LoadBalancer service is an extension of NodePort service. It integrates NodePort with cloud-based load balancers. It exposes the Service externally using a cloud provider’s load balancer. Each cloud provider (AWS, Azure, GCP, etc) has its own native load balancer implementation. The cloud provider will create a load balancer, which then automatically routes requests to your Kubernetes Service. Traffic from the external load balancer is directed at the backend Pods. The cloud provider decides how it is load balanced. Every time you want to expose a service to the outside world, you have to create a new LoadBalancer and get an IP address.
ExternalName map a Service to a DNS name, not to a typical selector. It maps the Service to the contents of the externalName field (e.g. foo.bar.example.com), by returning a CNAME record with its value. This is commonly used to create a service within Kubernetes to represent an external datastore like a database that runs externally to Kubernetes.
When creating a new Kubernetes Service, a new virtual IP is created on your behalf. Anywhere within the cluster, traffic addressed to this virtual IP will be routed or load-balanced to the Pod or Pods associated with the Service. Kubernetes use a networking framework built in to Linux kernel called
iptables is a user-space utility program that allows a system administrator to configure the IP packet filter rules of the Linux kernel firewall, implemented as different
Netfilter modules. In Kubernetes,
iptables rules are configured by the
kube-proxy controller that watches the Kubernetes API for changes. Creation of a service or change of the pod ip will trigger iptables rules update on the host. When a traffic destined for a Service’s virtual IP is detected the
kube-proxy select a random pod ip from the set of available Pods and manipulate the
iptables rules to change the destination ip in the package to it. This method is called destination nat. In the return path
iptables again rewrites the IP header to replace the Pod IP with the Service’s IP. The path taken by a packet through the networking stack is depicted in the figure shown below:
In the iptables perspective:
Since verion 1.11 Kubernetes includes a second option for load balancing. IPVS (IP Virtual Server) is also built on top of
netfilter and implements load balancing as part of the Linux kernel. IPVS can direct requests for TCP- and UDP-based services to the real servers, and make services of the real servers appear as virtual services on a single IP address. When creating a Service load balanced with IPVS, three things happen: a dummy IPVS interface is created on the Node, the Service’s IP address is bound to the dummy IPVS interface, and IPVS servers are created for each Service IP address.

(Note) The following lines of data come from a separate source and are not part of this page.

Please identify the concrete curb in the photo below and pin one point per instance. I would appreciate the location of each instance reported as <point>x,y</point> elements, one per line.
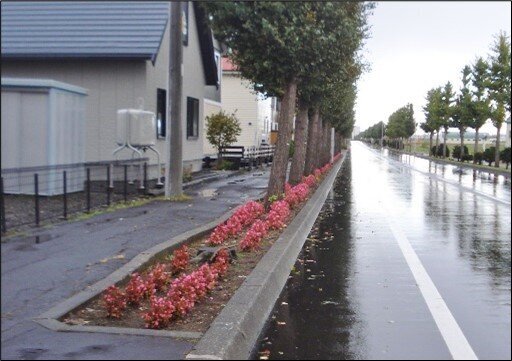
<point>49,319</point>
<point>234,332</point>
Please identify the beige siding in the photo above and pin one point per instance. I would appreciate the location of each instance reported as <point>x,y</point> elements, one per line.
<point>111,85</point>
<point>249,108</point>
<point>119,84</point>
<point>193,86</point>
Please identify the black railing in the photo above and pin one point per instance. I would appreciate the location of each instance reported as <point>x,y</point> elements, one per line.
<point>34,195</point>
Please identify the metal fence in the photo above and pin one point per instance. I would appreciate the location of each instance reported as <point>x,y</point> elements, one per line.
<point>37,194</point>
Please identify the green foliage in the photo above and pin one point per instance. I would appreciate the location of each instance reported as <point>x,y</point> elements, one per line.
<point>500,78</point>
<point>478,157</point>
<point>464,109</point>
<point>401,123</point>
<point>268,39</point>
<point>432,111</point>
<point>439,152</point>
<point>479,81</point>
<point>222,129</point>
<point>316,43</point>
<point>489,155</point>
<point>446,108</point>
<point>376,131</point>
<point>456,152</point>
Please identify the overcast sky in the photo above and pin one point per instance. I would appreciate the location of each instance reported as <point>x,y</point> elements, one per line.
<point>416,46</point>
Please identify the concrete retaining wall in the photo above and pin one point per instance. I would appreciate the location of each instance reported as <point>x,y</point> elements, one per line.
<point>235,331</point>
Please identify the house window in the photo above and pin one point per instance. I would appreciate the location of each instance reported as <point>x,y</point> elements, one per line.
<point>161,113</point>
<point>192,118</point>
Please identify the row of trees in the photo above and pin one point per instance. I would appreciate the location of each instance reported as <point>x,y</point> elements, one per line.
<point>401,126</point>
<point>306,54</point>
<point>483,95</point>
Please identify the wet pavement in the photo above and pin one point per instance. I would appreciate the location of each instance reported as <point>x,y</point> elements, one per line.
<point>407,260</point>
<point>47,266</point>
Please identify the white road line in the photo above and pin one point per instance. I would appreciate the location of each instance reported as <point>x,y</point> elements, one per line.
<point>457,343</point>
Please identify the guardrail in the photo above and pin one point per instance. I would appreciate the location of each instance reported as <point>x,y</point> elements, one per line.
<point>32,195</point>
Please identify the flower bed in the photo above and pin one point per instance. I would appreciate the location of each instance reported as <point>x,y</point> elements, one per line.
<point>179,294</point>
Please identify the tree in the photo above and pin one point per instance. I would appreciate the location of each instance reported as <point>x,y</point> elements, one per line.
<point>341,28</point>
<point>401,124</point>
<point>433,117</point>
<point>446,111</point>
<point>267,42</point>
<point>481,101</point>
<point>222,130</point>
<point>463,110</point>
<point>499,86</point>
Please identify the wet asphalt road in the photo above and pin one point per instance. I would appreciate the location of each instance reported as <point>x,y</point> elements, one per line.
<point>407,260</point>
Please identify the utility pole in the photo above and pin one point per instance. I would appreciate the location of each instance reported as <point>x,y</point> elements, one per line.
<point>381,134</point>
<point>174,136</point>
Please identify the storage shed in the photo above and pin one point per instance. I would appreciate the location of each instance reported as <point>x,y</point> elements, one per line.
<point>43,125</point>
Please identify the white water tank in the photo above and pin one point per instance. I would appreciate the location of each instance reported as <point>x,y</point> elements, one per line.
<point>137,127</point>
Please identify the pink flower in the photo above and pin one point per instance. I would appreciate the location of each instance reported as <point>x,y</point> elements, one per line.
<point>136,289</point>
<point>160,312</point>
<point>114,301</point>
<point>254,235</point>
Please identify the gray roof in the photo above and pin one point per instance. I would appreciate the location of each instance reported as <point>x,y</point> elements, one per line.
<point>82,29</point>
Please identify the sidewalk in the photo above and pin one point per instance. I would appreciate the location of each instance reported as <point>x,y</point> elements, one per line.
<point>38,273</point>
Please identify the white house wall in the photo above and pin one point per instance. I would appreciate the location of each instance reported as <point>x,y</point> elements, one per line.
<point>118,84</point>
<point>111,85</point>
<point>24,138</point>
<point>238,97</point>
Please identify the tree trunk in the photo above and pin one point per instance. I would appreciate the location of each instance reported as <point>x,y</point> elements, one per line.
<point>461,155</point>
<point>437,143</point>
<point>431,143</point>
<point>301,139</point>
<point>319,142</point>
<point>497,153</point>
<point>280,162</point>
<point>475,150</point>
<point>309,165</point>
<point>444,143</point>
<point>327,144</point>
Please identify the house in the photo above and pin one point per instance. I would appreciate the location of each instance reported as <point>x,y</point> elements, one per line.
<point>252,110</point>
<point>118,53</point>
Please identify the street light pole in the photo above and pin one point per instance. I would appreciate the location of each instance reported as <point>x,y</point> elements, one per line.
<point>381,134</point>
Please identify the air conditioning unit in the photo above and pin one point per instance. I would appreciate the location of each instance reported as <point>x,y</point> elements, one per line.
<point>136,127</point>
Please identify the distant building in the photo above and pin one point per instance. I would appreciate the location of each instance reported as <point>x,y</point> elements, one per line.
<point>252,110</point>
<point>117,53</point>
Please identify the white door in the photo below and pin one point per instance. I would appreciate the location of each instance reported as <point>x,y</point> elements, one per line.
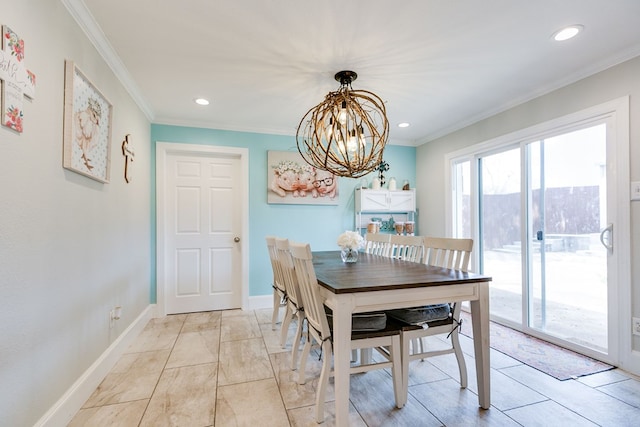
<point>200,229</point>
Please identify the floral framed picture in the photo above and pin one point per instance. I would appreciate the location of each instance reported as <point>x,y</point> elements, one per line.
<point>290,180</point>
<point>87,126</point>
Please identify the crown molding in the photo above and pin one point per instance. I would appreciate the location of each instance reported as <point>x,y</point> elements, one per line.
<point>88,24</point>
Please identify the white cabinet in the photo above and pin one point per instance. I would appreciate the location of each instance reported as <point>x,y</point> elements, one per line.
<point>385,206</point>
<point>385,200</point>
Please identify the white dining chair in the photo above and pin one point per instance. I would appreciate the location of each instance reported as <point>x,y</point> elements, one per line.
<point>377,244</point>
<point>386,341</point>
<point>436,319</point>
<point>408,248</point>
<point>279,291</point>
<point>294,306</point>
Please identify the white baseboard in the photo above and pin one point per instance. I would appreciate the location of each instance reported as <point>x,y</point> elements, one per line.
<point>63,411</point>
<point>261,301</point>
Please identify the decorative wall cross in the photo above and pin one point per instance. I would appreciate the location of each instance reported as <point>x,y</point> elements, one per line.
<point>128,154</point>
<point>18,82</point>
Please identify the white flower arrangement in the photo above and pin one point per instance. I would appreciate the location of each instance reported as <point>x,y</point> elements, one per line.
<point>351,240</point>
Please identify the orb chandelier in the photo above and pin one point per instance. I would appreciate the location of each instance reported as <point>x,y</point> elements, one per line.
<point>346,133</point>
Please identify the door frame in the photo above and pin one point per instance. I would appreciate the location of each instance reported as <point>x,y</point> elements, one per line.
<point>165,149</point>
<point>617,111</point>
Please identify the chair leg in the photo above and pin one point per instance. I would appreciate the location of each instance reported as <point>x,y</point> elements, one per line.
<point>462,366</point>
<point>276,309</point>
<point>303,361</point>
<point>296,342</point>
<point>321,392</point>
<point>405,342</point>
<point>396,371</point>
<point>286,321</point>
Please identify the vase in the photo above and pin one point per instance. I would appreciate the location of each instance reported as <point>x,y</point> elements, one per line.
<point>349,255</point>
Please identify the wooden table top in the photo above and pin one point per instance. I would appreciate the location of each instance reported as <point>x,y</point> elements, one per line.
<point>378,273</point>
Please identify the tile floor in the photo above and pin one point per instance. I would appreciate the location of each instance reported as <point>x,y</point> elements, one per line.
<point>227,369</point>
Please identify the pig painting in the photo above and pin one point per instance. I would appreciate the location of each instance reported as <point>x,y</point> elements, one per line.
<point>326,184</point>
<point>284,179</point>
<point>293,181</point>
<point>306,178</point>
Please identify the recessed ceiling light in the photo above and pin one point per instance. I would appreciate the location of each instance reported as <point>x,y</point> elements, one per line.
<point>567,32</point>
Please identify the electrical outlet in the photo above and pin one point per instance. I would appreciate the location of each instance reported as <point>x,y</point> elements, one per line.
<point>114,314</point>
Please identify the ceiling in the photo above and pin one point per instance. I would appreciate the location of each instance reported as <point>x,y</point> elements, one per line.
<point>439,65</point>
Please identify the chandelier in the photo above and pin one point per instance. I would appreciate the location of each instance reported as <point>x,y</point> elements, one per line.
<point>346,133</point>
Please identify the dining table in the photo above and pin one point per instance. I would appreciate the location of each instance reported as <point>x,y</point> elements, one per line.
<point>376,283</point>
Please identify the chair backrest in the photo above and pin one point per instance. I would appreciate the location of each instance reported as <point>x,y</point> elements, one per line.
<point>377,244</point>
<point>448,252</point>
<point>278,282</point>
<point>408,248</point>
<point>309,288</point>
<point>288,274</point>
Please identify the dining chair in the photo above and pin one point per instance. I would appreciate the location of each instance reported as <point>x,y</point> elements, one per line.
<point>408,248</point>
<point>386,341</point>
<point>436,319</point>
<point>377,244</point>
<point>279,291</point>
<point>294,307</point>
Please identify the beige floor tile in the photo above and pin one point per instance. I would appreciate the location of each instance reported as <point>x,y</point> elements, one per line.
<point>306,417</point>
<point>272,339</point>
<point>199,346</point>
<point>244,360</point>
<point>264,315</point>
<point>293,394</point>
<point>372,395</point>
<point>158,334</point>
<point>251,404</point>
<point>134,377</point>
<point>205,317</point>
<point>117,415</point>
<point>184,397</point>
<point>240,326</point>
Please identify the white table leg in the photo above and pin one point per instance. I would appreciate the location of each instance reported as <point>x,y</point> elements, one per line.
<point>341,357</point>
<point>480,320</point>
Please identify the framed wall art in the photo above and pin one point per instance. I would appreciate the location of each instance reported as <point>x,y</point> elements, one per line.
<point>87,126</point>
<point>290,180</point>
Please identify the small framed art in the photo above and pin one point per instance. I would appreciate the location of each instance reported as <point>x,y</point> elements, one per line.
<point>87,126</point>
<point>290,180</point>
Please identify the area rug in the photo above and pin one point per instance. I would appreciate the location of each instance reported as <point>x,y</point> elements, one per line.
<point>556,361</point>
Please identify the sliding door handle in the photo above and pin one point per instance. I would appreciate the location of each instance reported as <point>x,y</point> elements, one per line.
<point>608,230</point>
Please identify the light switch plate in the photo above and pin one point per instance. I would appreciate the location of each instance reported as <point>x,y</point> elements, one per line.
<point>635,190</point>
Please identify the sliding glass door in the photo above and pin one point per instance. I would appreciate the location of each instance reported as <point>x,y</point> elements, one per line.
<point>538,211</point>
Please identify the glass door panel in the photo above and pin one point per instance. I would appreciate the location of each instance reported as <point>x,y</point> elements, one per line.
<point>500,232</point>
<point>567,263</point>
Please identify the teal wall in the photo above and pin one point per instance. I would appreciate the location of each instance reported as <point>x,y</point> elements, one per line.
<point>316,224</point>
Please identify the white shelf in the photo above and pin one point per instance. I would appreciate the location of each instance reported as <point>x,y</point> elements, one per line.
<point>387,206</point>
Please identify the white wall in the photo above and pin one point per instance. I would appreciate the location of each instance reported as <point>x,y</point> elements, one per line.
<point>71,248</point>
<point>605,86</point>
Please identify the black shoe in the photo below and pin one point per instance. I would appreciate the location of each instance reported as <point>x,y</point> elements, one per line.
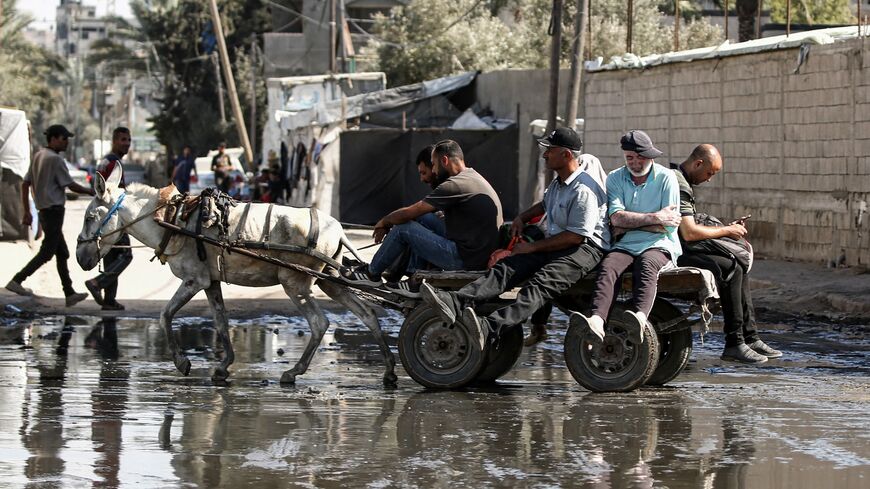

Some Network plugin is Kubernetes can act as a replacement for
kube-proxy like Calico and Cilium. They use eBPF as a solution to solve the load-balancing problem.
What is eBPF?
eBPF is a virtual machine embedded within the Linux kernel. It allows small programs to be loaded into the kernel, and attached to hooks, which are triggered when some event occurs. This allows the behavior of the kernel to be (sometimes heavily) customized. While the eBPF virtual machine is the same for each type of hook, the capabilities of the hooks vary considerably. Since loading programs into the kernel could be dangerous; the kernel runs all programs through a very strict static verifier; the verifier sandboxes the program, ensuring it can only access allowed parts of memory and ensuring that it must terminate quickly.
eBPF dataplane attaches eBPF programs to hooks on each bridge interface as well as your data and tunnel interfaces. This allows Calico or Cilium to spot workload packets early and handle them through a fast-path that bypasses iptables and other packet processing that the kernel would normally do.